Of course, I test every single VPN for Netflix access. At first I was a bit dubious whether SaferVPN could do it or not – and was surprised when I could actually connect to Netflix with a SaferVPN US server.
The error messages I’m getting when I connect to Netflix service.
Sadly, it refused to work with Netflix giving me the standard error messages each time I tried to play something. The bright spark is that Netflix will work if you use the SaferVPN Chrome app, very smoothly in fact.
This might not be the ideal solution for everyone though. If you’re using the Chrome extension, the SaferVPN app needs to be shut down. That means a glaring hole in your data privacy for everything else except the browser.
Still, as I said, Netflix will work.
One of the things I dread the most about any service (not just VPNs) is getting in touch with customer service. It is normally laborious and infuriating, compounded by long waits given different time zones that everyone is in.
Customer service is one area that SaferVPN wasn’t a let-down in. Their response was fast (I was second in line) and the agent managed to resolve my issue competently. This scenario did however highlight something I did not like – that the SaferVPN app would not work with Netflix.
|1-mo (bill monthly)||12.95/mo|
|12-mo (bill yearly)||$5.49/mo|
|36-mo (bill every 3 years)||$2.50/mo|
If you’re looking at SaferVPN for a short use duration – there is no point really bothering. Just go for one of the big names in the VPN business like ExpressVPN and be done with it. If you’re looking for a budget VPN over an extended service life, then you might consider this one.
For a three-year subscription SaferVPN’s price drops to $2.50 per month. While not the lowest around, it does offer a decent balance of speed and usability that can satisfy most. There are some top dogs around that can meet this price, but not many.
Consider it a superior alternative in the mid-tier market.
There have been arguments about whether the jurisdiction that a VPN service provider falls under matters.
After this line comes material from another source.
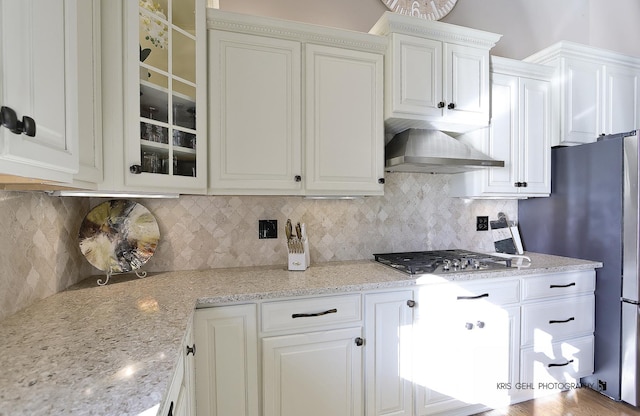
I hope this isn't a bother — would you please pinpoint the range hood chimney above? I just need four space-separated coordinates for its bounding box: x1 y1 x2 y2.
385 129 504 173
However, consider this: as long as you’re operating a business in a country, you’re subject to the laws of that country.
Even if they can’t outright force you to do something, governments can exert a stunningly high amount of pressure on corporate entities if they wish to. With SaferVPN being based in the US, the government isn’t likely to ‘let things go’ if they want something.
As an even greater point of concern, SaferVPN is owned by the same company as IPVanish now. The latter has demonstrated before that it was guilty of keeping user logs and handed them over to US agencies on demand.
All in, not a fantastic track record, and dubious circumstances to entrust your privacy and security.
As I have mentioned many times, P2P or torrenting is a cornerstone of my life. I use it to find many things – you will be surprised at the nutty stuff you can find on P2P networks. Because of that, I’ve always frowned on service providers that try to curtail these activities.
Yes, it is understandable that P2P users take up a lot of bandwidth, but if you’re in the business, provide the service! Some providers like NordVPN can get away with things like this since they have a massive network of servers, so users still have choice.
On SaferVPN, P2P is limited to three locations: the Netherlands, Spain, and Canada. Not commenting on the choice of these three countries, it simply means that those of us in Asia are SOL when it comes to P2P with them.
SaferVPN is a good example of the fair to middling ground in service providers. It benefits from being associated with some strong brands and can make use of their infrastructure when needed. However, it also inherits the drawbacks of those companies such as a hit in reputation.
Personally, this isn’t a service I would go for and if looking for something better in the same price range, I would much rather go for something like Surfshark. It’s newer to market but has so far performed very consistently, kept its nose clean, and offers serious bang for buck.